Automating Dispute Management with Agents SDK and Stripe API

Mar 17, 2025
Open in Github

We recently announced our new open-source Agents SDK, designed to help you build agentic AI applications using a lightweight, easy-to-use package with minimal abstractions.

This cookbook demonstrates how you can leverage the Agents SDK in combination with Stripe's API to handle dispute management, a common operational challenge many businesses face. Specifically, we focus on two real-world scenarios:

  1. Company Mistake:
    A scenario where the company clearly made an error, such as failing to fulfill an order, where accepting the dispute the appropriate action.

  2. Customer Dispute (Final Sale):
    A scenario where a customer knowingly disputes a transaction despite receiving the correct item and understanding that the purchase was final sale, requiring further investigation to gather supporting evidence.

To address these scenarios, we'll introduce three distinct agents:

  • Triage Agent:
    Determines whether to accept or escalate a dispute based on the fulfillment status of the order.

  • Acceptance Agent:
    Handles clear-cut cases by automatically accepting disputes, providing concise reasoning.

  • Investigator Agent:
    Performs thorough investigations into disputes by analyzing communication records and order information to collect essential evidence.

Throughout this cookbook, we’ll guide you step-by-step, illustrating how custom agentic workflows can automate dispute management and support your business operations.

Prerequisites

Before running this cookbook, you must set up the following accounts and complete a few setup actions.

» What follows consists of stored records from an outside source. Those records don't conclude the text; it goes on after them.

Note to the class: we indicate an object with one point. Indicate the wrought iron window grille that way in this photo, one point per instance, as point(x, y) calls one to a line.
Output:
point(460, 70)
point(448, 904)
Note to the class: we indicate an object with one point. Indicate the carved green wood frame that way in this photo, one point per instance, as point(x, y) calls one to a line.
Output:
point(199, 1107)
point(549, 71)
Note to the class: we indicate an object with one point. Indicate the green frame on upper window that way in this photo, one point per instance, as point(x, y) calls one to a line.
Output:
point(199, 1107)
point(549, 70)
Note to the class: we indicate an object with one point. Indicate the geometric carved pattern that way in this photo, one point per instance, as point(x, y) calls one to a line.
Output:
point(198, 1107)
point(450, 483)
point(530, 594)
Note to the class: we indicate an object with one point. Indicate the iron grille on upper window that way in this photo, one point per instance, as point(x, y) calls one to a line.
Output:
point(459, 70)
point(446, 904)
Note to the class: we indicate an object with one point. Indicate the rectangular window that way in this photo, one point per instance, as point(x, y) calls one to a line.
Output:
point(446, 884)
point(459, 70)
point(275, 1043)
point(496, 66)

These prerequisites are essential to interact with the APIs used in this project.

1. OpenAI Account

  • Purpose:
    You need an OpenAI account to access language models and use the Agents SDK featured in this cookbook.

  • Action:
    Sign up for an OpenAI account if you don’t already have one. Once you have an account, create an API key by visiting the OpenAI API Keys page.

2. Stripe Account

  • Purpose:
    A Stripe account is required to simulate payment processing, manage disputes, and interact with the Stripe API as part of our demo workflow.

  • Action:
    Create a free Stripe account by visiting the Stripe Signup Page.

  • Locate Your API Keys:
    Log in to your Stripe dashboard and navigate to Developers > API keys.

  • Use Test Mode:
    Use your Test Secret Key for all development and testing.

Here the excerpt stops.